Der älteste oder geehrte Gast hat seinen Platz auf der rechten hinteren Seite, die für männliche Besucher bestimmt ist. Die Platzordnung der Besucher in der Jurte werden nicht etwa nach gesellschaftlichen Rang im europäischen Sinn, sondern nach ihrem Alter gesetzt.
Der Herd (mong: tulga ), das wichtigste Stück der Einrichtung, steht nicht nur in der Mitte der Jurte und ist somit auch das Zentrum des alltäglichen Lebens, sondern das dort brennende Feuer ist gleichzeitig der kultische Mittelpunkt der Jurte. Es darf keinen Abfall ins Jurtenfeuer geworfen werden, denn Feuer ist heilig.
Die kleine Öffnung des Herds ist nach Osten, der Seite der Frau bzw.

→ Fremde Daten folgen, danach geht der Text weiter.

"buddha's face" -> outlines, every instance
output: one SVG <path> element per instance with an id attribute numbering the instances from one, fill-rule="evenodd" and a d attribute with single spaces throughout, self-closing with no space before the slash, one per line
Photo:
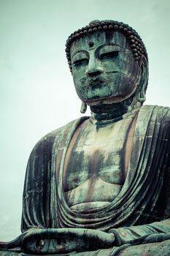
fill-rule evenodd
<path id="1" fill-rule="evenodd" d="M 121 102 L 140 80 L 140 67 L 120 32 L 96 32 L 74 42 L 72 74 L 81 100 L 89 105 Z"/>

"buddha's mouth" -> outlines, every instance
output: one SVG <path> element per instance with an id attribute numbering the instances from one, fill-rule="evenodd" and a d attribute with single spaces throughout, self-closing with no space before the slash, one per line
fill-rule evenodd
<path id="1" fill-rule="evenodd" d="M 87 86 L 88 87 L 92 87 L 92 88 L 96 88 L 96 87 L 100 87 L 103 86 L 105 84 L 105 83 L 98 78 L 91 78 L 88 80 L 87 81 Z"/>

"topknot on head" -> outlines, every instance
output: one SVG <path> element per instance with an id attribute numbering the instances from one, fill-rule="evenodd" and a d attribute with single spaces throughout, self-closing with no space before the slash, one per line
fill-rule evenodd
<path id="1" fill-rule="evenodd" d="M 75 31 L 68 37 L 66 44 L 66 53 L 70 71 L 72 72 L 72 66 L 71 61 L 70 48 L 73 42 L 82 37 L 85 37 L 88 34 L 93 34 L 96 31 L 119 31 L 123 34 L 130 45 L 133 56 L 136 61 L 141 59 L 142 56 L 146 57 L 148 61 L 147 50 L 143 41 L 138 33 L 128 24 L 112 20 L 94 20 L 89 23 L 89 25 Z"/>

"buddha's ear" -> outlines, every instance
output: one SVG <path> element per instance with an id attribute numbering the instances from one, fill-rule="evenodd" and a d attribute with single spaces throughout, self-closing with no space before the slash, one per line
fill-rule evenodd
<path id="1" fill-rule="evenodd" d="M 146 100 L 146 91 L 148 83 L 148 61 L 146 57 L 143 56 L 139 62 L 141 73 L 140 80 L 136 89 L 136 97 L 138 102 L 143 104 Z"/>

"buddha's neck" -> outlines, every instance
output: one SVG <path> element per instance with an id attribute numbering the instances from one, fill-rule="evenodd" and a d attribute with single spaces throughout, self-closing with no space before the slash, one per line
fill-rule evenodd
<path id="1" fill-rule="evenodd" d="M 134 98 L 130 98 L 115 104 L 91 106 L 90 121 L 97 126 L 107 125 L 131 115 L 141 106 L 141 103 L 138 102 Z"/>

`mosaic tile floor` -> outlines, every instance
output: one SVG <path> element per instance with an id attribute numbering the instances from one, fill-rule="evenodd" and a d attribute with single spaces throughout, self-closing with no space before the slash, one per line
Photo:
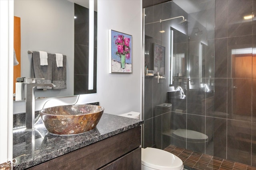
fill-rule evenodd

"Feuerhüterin" "Herrin des Hauses" ausgerichtet. Oberhalb des Herds steht ein niedrigerer Esstisch.
Der Platz hinten in der Mitte, "Kopf der Jurte", ist ebenso heilig wie die Mitte selbst. Es ist ein Ort, wo auf einem Truhe die heilige Statue von Buddha oder Bilder von nahestehenden Menschen stehen. Wer bei einer Jurten-Familie übernachtet, sollte man darauf achten, dass man sich nicht mit dem Füßen Richtung Hausalter auf den Boden legt.
Wer eine Jurte betritt, sollte aufpassen, dass er nicht auf die Schwelle der Tür tritt:
Das verärgert die Steppen-Geister, bringt der Familie Unglück.
In der linken hinteren Ecke steht meistens Familienbett der Eltern, also die Familienseite. Der linke mittlere Platz ist der Tätigkeitsbereich der Frau, wo sie im Alltag während des Kochens und Nähens aufhält. Auf dem vorderen linken Platz stehen die Küchengeräte: Schüsseln, Tassen, Töpfe, Eimer mit Wasser usw. Gegenüber, an der vorderen rechten Seite,
arbeitet der Hausherr.
Hier stehen Sattel, Zaum, Sichel usw.
Bei einem sehr kalten Winter bringt man die neugeborenen Kleintiere auch in diesen Platz. In die rechte hintere Ecke stellt man die Truhe (mong: awdar ), wo man die Kleider und das Hab und Gut der Familie aufbewahrt.